Было очень холодно, и жаркие огни пожаров, которые до позднего вечера разжигали неутомимые норманны, разрушая окрестные деревни, дразнили ее. Ночью она видела какие-то фигуры — то были два испуганных пса, сбежавших от резни и пожаров. Они прижимались к оградам и крались вдоль канав и стен. В морозном воздухе ясно различалось пение норманнов. Тола не понимала слов, но точно знала, что эти песни не славят Бога.
Они пробирались через небольшую рощицу. Тропинок не было, и из-за высокой травы рубашка и рейтузы Толы совсем промокли. Пробираясь сквозь туманную завесу, Тола представляла себе, что вся земля в огне, а туман — это дым.

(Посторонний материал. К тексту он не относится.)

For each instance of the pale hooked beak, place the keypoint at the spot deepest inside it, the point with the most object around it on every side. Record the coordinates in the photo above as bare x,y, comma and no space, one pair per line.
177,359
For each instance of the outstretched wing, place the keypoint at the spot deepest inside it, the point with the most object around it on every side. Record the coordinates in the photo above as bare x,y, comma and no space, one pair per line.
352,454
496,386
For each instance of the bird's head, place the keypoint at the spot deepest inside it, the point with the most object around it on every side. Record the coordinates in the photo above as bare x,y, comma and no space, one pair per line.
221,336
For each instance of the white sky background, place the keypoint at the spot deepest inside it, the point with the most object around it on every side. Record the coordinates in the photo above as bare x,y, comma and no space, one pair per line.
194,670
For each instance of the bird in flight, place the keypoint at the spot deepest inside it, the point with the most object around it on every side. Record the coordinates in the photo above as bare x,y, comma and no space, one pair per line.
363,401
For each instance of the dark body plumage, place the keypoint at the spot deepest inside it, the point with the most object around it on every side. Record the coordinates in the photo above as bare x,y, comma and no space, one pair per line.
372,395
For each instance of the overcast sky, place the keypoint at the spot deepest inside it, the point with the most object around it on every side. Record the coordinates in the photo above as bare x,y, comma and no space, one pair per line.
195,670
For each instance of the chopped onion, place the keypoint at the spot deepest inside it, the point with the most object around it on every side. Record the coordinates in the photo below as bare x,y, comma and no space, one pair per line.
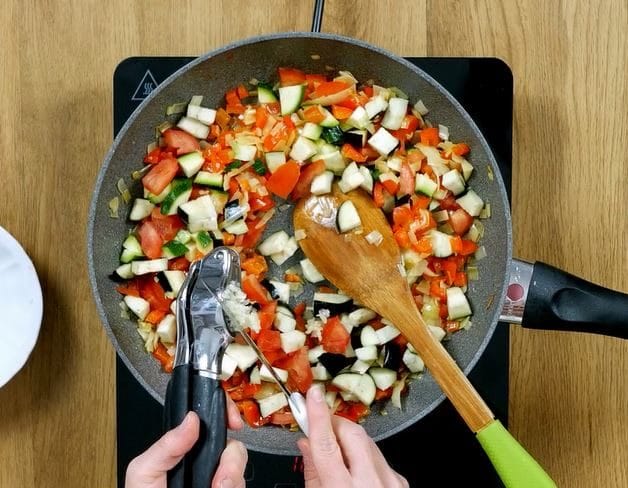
441,216
480,253
486,211
421,108
397,389
375,237
473,273
176,108
114,205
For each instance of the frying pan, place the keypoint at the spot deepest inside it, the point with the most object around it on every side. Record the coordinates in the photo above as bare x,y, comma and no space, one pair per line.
540,295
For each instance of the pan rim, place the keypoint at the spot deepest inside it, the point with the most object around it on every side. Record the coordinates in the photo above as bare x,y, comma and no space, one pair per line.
498,180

Один из мужчин вдруг заговорил:
— Здесь. Нам надо остановиться здесь. Тут мы укрыты, и, может статься, утром нас не заметят.
— Идем дальше, — сказал Исамар — Нельзя рисковать. На открытой местности нас наверняка увидят.
Вдруг впереди послышался какой-то звук и все, включая Толу, припали к земле. Кто-то шел к ним. Сначала Тола подумала, что это, скорее всего, существо, живущее в окрестностях Йорка. Оно издавало низкий хриплый звук. В тумане казалось, что это какое-то чудовище из сказки — высокое, многоногое, как ползущий по лесу паук. Но прежде, чем разглядеть это существо, она почувствовала его страдания. Это был не паук — это была женщина, которая брела через рощу с детьми, уцепившимися за ее юбку. Она всхлипывала, и дети всхлипывали тоже, скрючившись от холода и медленно пробираясь сквозь лес. На женщине не было верхней одежды — своей шалью она укрыла девочку лет восьми. С ней было трое детей, укутанных в одеяла.
Увидев банду Толы, она упала на колени и в отчаянии зарыдала. Она подумала, что это норманны.
— Не бойся нас, сестра, — сказала Тола.
В умоляющем жесте женщина воздела руки. «Слова выгорели в ней вместе с домом и всем ее имуществом», — подумала Тола и пошла ей навстречу, снимая на ходу один из норманнских плащей, чтобы укрыть ее.
— Тола, у нас нет на это времени, — сказал Исамар. — Нам надо спешить.
— Они умрут, если им не помочь.
Сняв плащ, Тола сразу промерзла — трудно было представить, как страдает от холода женщина. Она так онемела, что не могла даже почувствовать облегчение. Поглядев на нее, Тола увидела призраки отчаяния: источник с пузырящейся в нем кровью вместо воды; стол, уставленный яствами, в которых кишели черви и мухи; свадьба с распростертыми на полу мертвыми женихом и невестой.
— Они все равно умрут, — сказал Сеолуулф.
При этих словах женщина испустила пронзительный крик.